Abstract

Agricultural residues could become feedstocks for biobased products as they are renewable, carbon neutral, and do not compete with food. In India, > 130 MT rice straw is available annually for alternate uses. Exploiting this abundant biomass for biochemical production will pave way for bio-based economy. Rice straw is highly recalcitrant due to lignin-carbohydrate complex and high ash. For production of value added products, the cellulose fraction is very important and also lignin can be used. However, for overall economic efficiency, it is imperative to separate and recover these fractions maximally from biomass and convert them into high value products at high titers and efficiency. Biomass has to be deconstructed to access these fractions. An improvised pretreatment with sodium hydroxide (NaOH) coupled with acidified water wash enabled high retrieval of cellulose and lignin. More than 80% of cellulose present in raw rice straw was recovered in pretreated solids and lignin (> 65%) recovered from acidification of alkali prehydrolysates/wash waters. Enzymatic hydrolysis of solids with commercial cellulases resulted in 80–100% glucan conversion at 6% and 3% loading respectively yielding ~ 5.5% and 3.3% sugar syrups which can be fermented to value added chemicals.

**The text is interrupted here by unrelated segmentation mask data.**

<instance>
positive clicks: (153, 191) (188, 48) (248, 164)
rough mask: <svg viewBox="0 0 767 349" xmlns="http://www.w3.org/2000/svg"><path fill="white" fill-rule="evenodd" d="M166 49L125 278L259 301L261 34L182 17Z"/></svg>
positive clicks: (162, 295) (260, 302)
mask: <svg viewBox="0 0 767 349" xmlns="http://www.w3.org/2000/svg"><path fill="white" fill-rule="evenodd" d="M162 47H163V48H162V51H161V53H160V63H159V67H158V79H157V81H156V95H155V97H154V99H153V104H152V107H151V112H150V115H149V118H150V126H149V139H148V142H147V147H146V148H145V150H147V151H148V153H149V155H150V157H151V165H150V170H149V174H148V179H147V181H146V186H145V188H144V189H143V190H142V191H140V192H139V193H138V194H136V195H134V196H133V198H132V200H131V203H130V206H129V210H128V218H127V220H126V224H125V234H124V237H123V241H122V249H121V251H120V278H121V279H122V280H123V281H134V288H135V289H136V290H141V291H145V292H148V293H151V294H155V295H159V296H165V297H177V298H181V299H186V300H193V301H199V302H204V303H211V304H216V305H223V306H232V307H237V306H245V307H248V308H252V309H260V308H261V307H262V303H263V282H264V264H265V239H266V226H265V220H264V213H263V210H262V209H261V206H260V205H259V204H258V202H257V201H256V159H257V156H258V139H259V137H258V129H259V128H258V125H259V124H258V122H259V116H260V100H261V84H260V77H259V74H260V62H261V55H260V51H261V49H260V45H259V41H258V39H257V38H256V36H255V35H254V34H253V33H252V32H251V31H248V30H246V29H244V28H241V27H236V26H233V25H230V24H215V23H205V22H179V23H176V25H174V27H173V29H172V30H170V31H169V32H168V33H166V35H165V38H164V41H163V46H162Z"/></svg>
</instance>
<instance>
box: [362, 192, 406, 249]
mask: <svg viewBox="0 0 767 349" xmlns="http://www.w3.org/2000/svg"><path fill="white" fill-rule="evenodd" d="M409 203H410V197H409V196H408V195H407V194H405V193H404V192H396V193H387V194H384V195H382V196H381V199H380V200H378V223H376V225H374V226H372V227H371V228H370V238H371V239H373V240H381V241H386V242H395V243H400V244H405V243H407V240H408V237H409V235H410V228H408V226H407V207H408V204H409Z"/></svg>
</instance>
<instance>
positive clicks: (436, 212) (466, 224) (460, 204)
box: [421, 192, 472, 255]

Saccharomyces cerevisiae LN fermented hydrolysates with 77–97% efficiency producing 0.508 gg−1 and 0.403 gg−1ethanol within 24 h consuming all glucose while xylose was unutilized. Material calculations showed that this process converted 63% of cellulose present in rice straw to ethanol potentially yielding 135 L ethanol and ~ 100 Kg lignin per ton of rice straw with limited water use.